27.9.04



Festival do Rio 2004
Olhos que não vêem

Tudo o que é sólido desmancha no ar


Anos 90: o Peru, depois do governo desastroso de Alan Garcia, cai nas mãos de Alberto Fujimori, visto como o salvador de uma pátria corroída pela hiperinflação, pela guerrilha, pela corrupção. Dez anos depois, é o próprio Fujimori quem sai pela porta dos fundos, envolvido, através de Vladimiro Montesinos, o poderoso chefe do serviço nacional de informações, num dos maiores escândalos políticos da América Latina.

A turbulência é geral. Quem estava por cima afunda, quem estava por baixo reaparece; as raposas felpudas bóiam ao sabor dos ventos, como sempre, enquanto o povo vai tocando sua vidinha, mais ou menos resignado com o fato de que todos os políticos são farinha do mesmo saco.

Este é o background para as várias histórias entrelaçadas de Olhos que não vêem, do peruano Francisco Lombardi (o diretor de "Pantaleão e as visitadoras": um filme sensível e interessante que, apesar de alguns chavões -- ou talvez até por causa deles -- funciona curiosamente como instantâneo não só do seu país, mas de toda a região. Nós já vimos este filme, metaforicamente falando, no Brasil, na Argentina, no Chile, no Uruguai; apesar da língua e da paisagem, estamos em casa com os militares, os corruptos, a violência e a pobreza. Somos todos íntimos do caos.

Durante a reviravolta da trama, um general perde o poder, um advogado corrupto perde a amizade dos juízes a quem subornava, dois velhos, vizinhos de leitos numa enfermaria, perdem e ganham discussões sobre a situação política, um apresentador de telejornal perde a cara imaculada e a alegria de viver, uma jovem perde a inocência, um casal de militantes perde, para começar, a estabilidade conjugal, e os para-militares que os atormentam perdem a pose e a liberdade.

A trajetória de todas essas personagens se cruza em algum momento, em diferentes graus de densidade dramática, tendo o hospital como centro nervoso. O roteiro é engenhoso e funciona muito bem; sua maior virtude é evitar maniqueísmos fáceis e dar dimensão humana mesmo aos vilões da história. Como todos os demais, eles também têm suas angústias, seus medos, suas fraquezas. Às vezes, quase simpatizamos com eles.
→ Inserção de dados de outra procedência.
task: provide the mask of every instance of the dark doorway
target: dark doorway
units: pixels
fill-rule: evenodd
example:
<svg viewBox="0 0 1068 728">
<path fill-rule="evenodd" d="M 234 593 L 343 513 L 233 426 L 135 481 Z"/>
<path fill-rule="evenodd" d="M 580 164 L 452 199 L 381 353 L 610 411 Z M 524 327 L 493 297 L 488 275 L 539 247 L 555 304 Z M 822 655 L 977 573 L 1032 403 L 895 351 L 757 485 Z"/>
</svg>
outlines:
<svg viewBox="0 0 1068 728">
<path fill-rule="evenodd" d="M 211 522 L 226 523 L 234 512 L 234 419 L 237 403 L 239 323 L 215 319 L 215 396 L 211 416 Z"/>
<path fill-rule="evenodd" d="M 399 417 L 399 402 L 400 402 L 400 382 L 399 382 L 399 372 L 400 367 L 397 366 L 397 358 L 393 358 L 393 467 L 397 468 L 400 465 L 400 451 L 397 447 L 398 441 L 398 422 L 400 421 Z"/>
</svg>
À margem do drama, mas por acaso do destino em pleno olho do furacão político, está o contínuo Gonzalo (Paul Vega), apaixonado por cinema e pela filha da dona da pensão -- que, naturalmente, o despreza por completo. Quando se concentra na história deste implausível e caricato personagem, o filme esbarra num acorde dissonante, que surpreende no primeiro momento mas depois não causa nada além do vago constrangimento que sentimos quando alguém repete uma piada sem graça.

Isso, porém, não chega a comprometer este ótimo filme. Afinal, a gente sabe: a essência da alma latina é assim mesmo, um torvelinho de paradoxos, depurada em doses igualmente exageradas de Gardel e Cantinflas.